Program Specifications:

  • Now, you are free to use the design for your implementation as you like. There are many possibilities. Some are good methods; some are not. ... and some are really not. Don't use the STL vector class to contain your data. I wanted you to experience the STL to know the reason you should consider building your own data structures. It may be difficult, but once you understand the benefits, you will agree that it is worth the trouble. I discussed in class several different ways to build your class. You can choose one of these or you can use some other way that you believe is better. Of course, you will be graded on your implementations. There are pros and cons to the various methods. You may discover these on your own.

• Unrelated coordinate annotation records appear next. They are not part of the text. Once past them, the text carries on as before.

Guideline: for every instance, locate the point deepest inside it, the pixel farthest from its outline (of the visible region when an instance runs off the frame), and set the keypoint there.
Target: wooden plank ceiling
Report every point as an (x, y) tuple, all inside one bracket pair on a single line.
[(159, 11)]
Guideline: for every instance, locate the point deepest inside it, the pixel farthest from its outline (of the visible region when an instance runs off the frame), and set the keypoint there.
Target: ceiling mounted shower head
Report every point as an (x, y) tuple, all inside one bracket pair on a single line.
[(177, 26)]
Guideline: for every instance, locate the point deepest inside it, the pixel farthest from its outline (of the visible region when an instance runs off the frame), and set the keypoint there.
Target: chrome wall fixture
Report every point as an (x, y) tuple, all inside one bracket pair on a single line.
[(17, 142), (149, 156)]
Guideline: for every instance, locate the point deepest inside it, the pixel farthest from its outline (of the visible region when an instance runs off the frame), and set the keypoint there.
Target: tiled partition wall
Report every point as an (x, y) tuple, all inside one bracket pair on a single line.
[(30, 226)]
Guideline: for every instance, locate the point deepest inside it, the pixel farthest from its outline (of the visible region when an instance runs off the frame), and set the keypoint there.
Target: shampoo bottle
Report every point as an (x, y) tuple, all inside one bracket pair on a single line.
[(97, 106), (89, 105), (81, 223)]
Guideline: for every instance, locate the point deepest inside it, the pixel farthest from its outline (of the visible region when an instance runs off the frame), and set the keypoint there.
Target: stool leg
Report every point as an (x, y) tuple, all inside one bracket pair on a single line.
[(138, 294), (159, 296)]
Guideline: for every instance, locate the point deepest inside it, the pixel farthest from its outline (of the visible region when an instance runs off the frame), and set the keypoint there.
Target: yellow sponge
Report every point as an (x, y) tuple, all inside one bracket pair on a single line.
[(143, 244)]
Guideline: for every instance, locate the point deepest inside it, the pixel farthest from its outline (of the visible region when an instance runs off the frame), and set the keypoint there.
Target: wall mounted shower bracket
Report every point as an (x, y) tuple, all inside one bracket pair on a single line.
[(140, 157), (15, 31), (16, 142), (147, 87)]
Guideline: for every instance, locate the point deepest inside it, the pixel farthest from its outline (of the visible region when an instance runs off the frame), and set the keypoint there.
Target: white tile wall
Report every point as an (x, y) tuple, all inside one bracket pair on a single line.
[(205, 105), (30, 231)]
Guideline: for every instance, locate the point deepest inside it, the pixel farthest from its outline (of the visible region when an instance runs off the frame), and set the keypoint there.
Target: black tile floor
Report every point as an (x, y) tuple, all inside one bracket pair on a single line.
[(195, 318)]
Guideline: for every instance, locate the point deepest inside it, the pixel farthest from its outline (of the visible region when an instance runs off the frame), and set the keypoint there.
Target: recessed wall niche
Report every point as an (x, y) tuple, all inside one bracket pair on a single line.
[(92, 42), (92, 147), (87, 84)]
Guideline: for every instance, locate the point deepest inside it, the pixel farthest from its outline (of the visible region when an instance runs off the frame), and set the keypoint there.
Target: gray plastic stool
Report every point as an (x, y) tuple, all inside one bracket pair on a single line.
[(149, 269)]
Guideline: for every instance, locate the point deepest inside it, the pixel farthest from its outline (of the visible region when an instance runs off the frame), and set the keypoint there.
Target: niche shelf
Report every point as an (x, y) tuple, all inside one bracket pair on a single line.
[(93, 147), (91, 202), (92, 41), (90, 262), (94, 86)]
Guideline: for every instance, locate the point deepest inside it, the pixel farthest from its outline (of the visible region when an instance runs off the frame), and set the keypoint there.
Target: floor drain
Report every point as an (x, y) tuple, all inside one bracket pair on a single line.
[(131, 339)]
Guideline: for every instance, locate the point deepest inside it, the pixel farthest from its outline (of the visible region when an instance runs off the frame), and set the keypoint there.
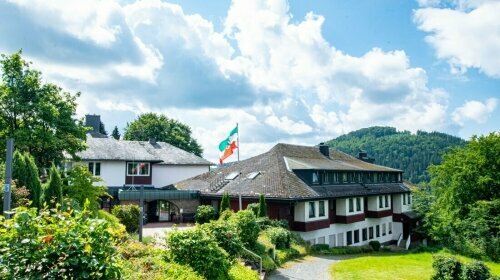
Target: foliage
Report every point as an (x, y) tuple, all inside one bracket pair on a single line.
[(412, 153), (254, 207), (464, 212), (128, 216), (262, 206), (197, 249), (151, 125), (116, 133), (279, 236), (56, 245), (81, 187), (226, 236), (204, 214), (115, 228), (246, 224), (446, 268), (375, 245), (39, 116), (475, 271), (241, 272), (52, 192), (224, 204)]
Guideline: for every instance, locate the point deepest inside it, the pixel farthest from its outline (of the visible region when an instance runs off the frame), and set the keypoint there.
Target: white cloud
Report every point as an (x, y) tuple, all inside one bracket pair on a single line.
[(467, 35), (474, 110)]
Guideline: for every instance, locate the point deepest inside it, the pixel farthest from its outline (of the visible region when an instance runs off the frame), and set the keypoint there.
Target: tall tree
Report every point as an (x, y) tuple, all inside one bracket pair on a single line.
[(39, 116), (52, 193), (116, 133), (151, 125)]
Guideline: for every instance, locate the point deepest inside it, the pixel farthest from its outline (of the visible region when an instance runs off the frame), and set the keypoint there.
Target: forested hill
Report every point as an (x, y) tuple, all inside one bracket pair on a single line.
[(412, 153)]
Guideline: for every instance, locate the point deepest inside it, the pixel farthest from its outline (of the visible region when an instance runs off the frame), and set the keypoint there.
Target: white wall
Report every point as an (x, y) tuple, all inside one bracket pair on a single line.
[(164, 175)]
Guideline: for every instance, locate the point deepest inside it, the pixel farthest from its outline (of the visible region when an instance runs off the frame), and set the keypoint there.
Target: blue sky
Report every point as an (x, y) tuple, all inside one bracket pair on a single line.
[(287, 71)]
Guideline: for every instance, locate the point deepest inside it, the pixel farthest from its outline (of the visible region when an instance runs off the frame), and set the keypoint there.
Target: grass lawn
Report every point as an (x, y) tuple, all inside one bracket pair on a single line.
[(392, 266)]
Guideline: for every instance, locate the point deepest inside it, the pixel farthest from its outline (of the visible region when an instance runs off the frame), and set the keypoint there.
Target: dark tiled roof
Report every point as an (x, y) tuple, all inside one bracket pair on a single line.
[(111, 149), (276, 178)]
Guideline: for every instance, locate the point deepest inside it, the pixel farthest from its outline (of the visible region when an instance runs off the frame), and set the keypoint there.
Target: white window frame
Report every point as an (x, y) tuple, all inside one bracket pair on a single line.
[(137, 169)]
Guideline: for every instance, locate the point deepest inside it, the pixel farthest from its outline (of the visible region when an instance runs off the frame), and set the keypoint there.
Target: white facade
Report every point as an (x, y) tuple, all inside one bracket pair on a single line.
[(164, 175)]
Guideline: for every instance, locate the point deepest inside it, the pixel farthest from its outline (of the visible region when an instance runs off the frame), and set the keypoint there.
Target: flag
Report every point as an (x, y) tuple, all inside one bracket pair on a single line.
[(228, 145)]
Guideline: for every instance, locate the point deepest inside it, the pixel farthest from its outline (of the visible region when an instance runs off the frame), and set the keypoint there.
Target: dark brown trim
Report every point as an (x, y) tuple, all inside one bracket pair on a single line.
[(310, 226), (379, 214), (350, 219)]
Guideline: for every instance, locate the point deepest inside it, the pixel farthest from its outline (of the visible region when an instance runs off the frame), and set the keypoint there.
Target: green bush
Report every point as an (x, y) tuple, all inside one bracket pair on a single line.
[(375, 245), (475, 271), (116, 229), (279, 236), (246, 224), (204, 214), (56, 245), (446, 268), (226, 235), (197, 249), (128, 216)]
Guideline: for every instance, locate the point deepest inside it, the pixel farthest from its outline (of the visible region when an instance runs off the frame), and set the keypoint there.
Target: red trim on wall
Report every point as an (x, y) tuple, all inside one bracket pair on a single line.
[(379, 214), (310, 226), (350, 219)]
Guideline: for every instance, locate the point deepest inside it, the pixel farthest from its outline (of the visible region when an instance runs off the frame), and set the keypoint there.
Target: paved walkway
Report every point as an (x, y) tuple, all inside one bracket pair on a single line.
[(311, 267)]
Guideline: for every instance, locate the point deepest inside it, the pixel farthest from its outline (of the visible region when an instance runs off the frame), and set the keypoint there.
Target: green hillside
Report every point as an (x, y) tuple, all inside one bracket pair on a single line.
[(412, 153)]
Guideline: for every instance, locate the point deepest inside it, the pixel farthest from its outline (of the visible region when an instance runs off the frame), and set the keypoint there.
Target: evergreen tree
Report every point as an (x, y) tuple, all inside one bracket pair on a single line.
[(52, 193), (116, 133), (262, 206), (224, 205)]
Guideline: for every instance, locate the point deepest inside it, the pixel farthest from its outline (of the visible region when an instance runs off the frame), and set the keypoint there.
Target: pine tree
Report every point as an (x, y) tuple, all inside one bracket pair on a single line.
[(53, 190), (262, 206), (116, 133), (224, 205)]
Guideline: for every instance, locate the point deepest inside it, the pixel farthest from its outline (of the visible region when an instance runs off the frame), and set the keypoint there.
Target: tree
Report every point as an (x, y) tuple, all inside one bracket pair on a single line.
[(116, 133), (224, 204), (81, 187), (39, 116), (464, 211), (262, 207), (52, 192), (151, 125)]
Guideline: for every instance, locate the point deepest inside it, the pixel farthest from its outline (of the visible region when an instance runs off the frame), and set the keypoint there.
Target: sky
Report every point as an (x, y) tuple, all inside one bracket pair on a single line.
[(299, 72)]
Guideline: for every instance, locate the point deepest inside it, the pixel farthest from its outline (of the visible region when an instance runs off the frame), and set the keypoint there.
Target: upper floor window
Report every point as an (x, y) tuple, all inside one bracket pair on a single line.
[(138, 169), (95, 168), (312, 213), (321, 208)]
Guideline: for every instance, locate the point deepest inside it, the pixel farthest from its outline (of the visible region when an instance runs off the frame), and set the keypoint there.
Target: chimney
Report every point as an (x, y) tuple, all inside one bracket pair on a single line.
[(324, 149), (93, 121)]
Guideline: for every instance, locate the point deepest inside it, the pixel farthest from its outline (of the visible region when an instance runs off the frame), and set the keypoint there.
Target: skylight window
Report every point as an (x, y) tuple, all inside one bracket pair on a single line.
[(252, 175), (232, 175)]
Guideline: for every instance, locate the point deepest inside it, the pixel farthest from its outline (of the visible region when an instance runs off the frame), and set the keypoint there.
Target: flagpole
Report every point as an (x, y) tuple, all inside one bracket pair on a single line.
[(238, 141)]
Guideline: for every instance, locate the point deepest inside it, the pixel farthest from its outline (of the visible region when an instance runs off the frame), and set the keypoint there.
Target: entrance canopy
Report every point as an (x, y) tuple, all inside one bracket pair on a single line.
[(150, 194)]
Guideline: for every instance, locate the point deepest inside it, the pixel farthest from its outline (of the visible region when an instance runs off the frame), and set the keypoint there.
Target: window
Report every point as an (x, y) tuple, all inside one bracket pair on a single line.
[(311, 210), (321, 208), (95, 168), (315, 178), (138, 169)]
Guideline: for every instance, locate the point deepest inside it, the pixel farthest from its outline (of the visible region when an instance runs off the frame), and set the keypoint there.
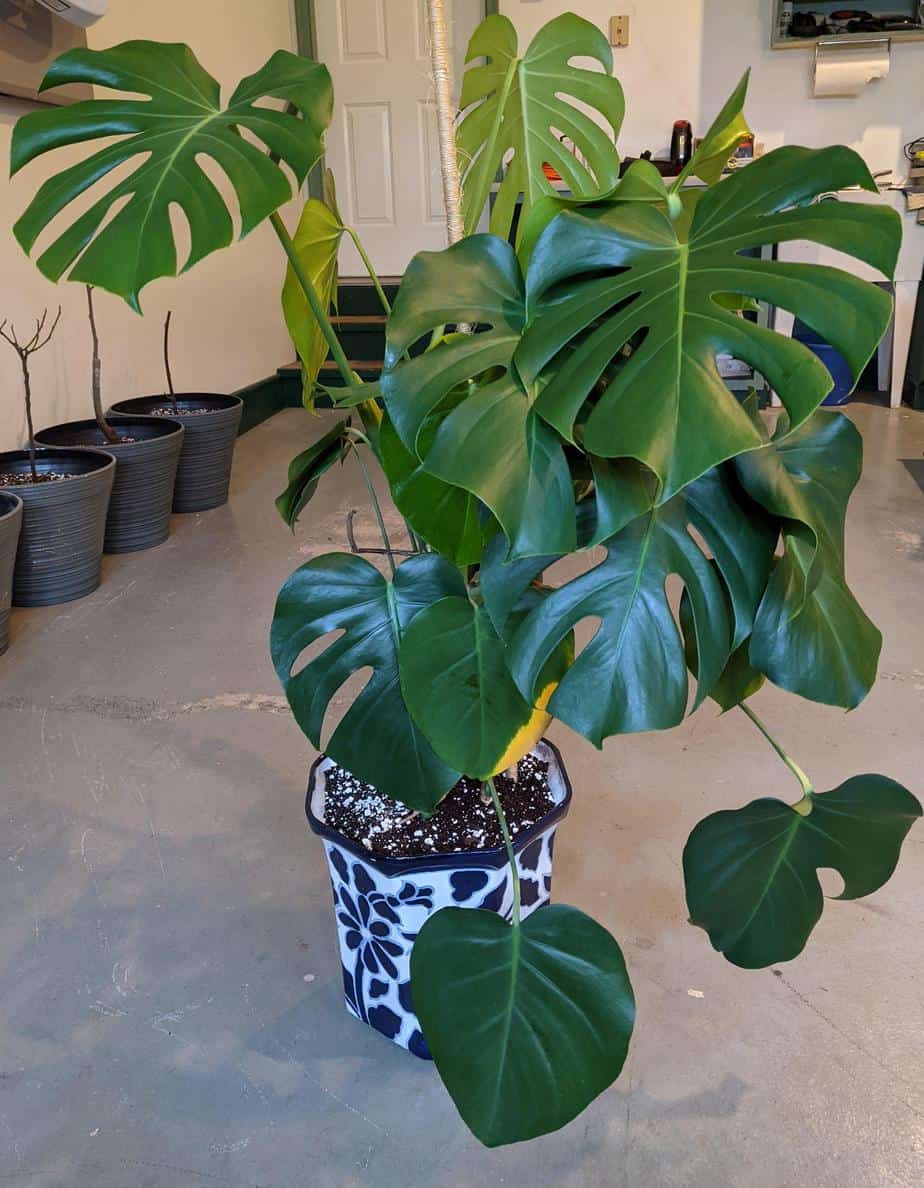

    • Your matrix class isn't very useful unless it can function like a matrix is expected to function, in the traditional mathematical ways. Thus, it is expected for this assignment that your class:

    • allows examination (can't be useful if you don't know what is in it)

    • provides objects use of overloaded stream operators.

    • provide operators for the standard matrix arithmetic operations of addition, subtraction, matrix multiplication, scalar multiplication

    • provide functionality for matrix - vector multiplication.

    • provide for a function or operator that will return the transpose of the matrix.

  • If you wish to include more functionality, please feel free to do so. And, of course, your class is to be a templateded class allowing the user of the class to parameterize the matrix with whatever type he/she wishes. Thus, you could have a matrix of floats or ints or bobs (the general, all-purpose variable).

    • So for this assignment, you are going to have several classes: matrix, array (or vector), norm, and any other you deem appropriate. Some details to consider:

    1. You don't have to provide indexing into the matrix with [ ]'s, but it's nice

    2. Make sure that your operations are provided for in the proper location. For example, multiplication of a matrix by a vector should be provided in the matrix class.

    3. If you overload insertion and extraction (and you WILL), use them. By the way, it's good to have two versions: one for files and one for others.

    4. Follow the reasonable guidelines for overloading operators (make multiplication the * and not the +).

    5. Make sure that your matrix multiplication checks for appropriate size considerations and delivers the properly dimensioned resultant.

  • So, your submission needs to include your classes and a driver that uses your constructions to solve a linear system using Jacobi Iteration. Also, in order that we know your matrix multiplication is working, first demonstrate that operation in your driver by multiplying the test data (matrix given above) by its transpose. (You could wow us by including functionality to return the transpose of matrix rather than just reading in another data set.)

    • One further note: if you want, implement Gauss-Seidel iteration in place of Jacobi. If you don't know what that is, look it up.

    • The format of the data is: first integer represents the size of the matrix (assumed square); the matrix is to follow; the right-hand-side vector (usually called 'b') follows the matrix. Make your program accept a command-line argument for the file to be read.

Output format:

For an nxn matrix, output n rows of n numbers. Commas or pipes in between are OK. Vector output should be the same as in previous homeworks; also, # and : work as previously described.

Deliverables:

  1. Code: I will test that the code you submit does indeed compile and run. You are to submit all your source code along with a makefile in the usual way. How to do this is explained in Submission procedure.

  2. makefile: Supply the makefile which compiles and builds your program as detailed above.

  3. Your gradesheet and UML (in class, of course).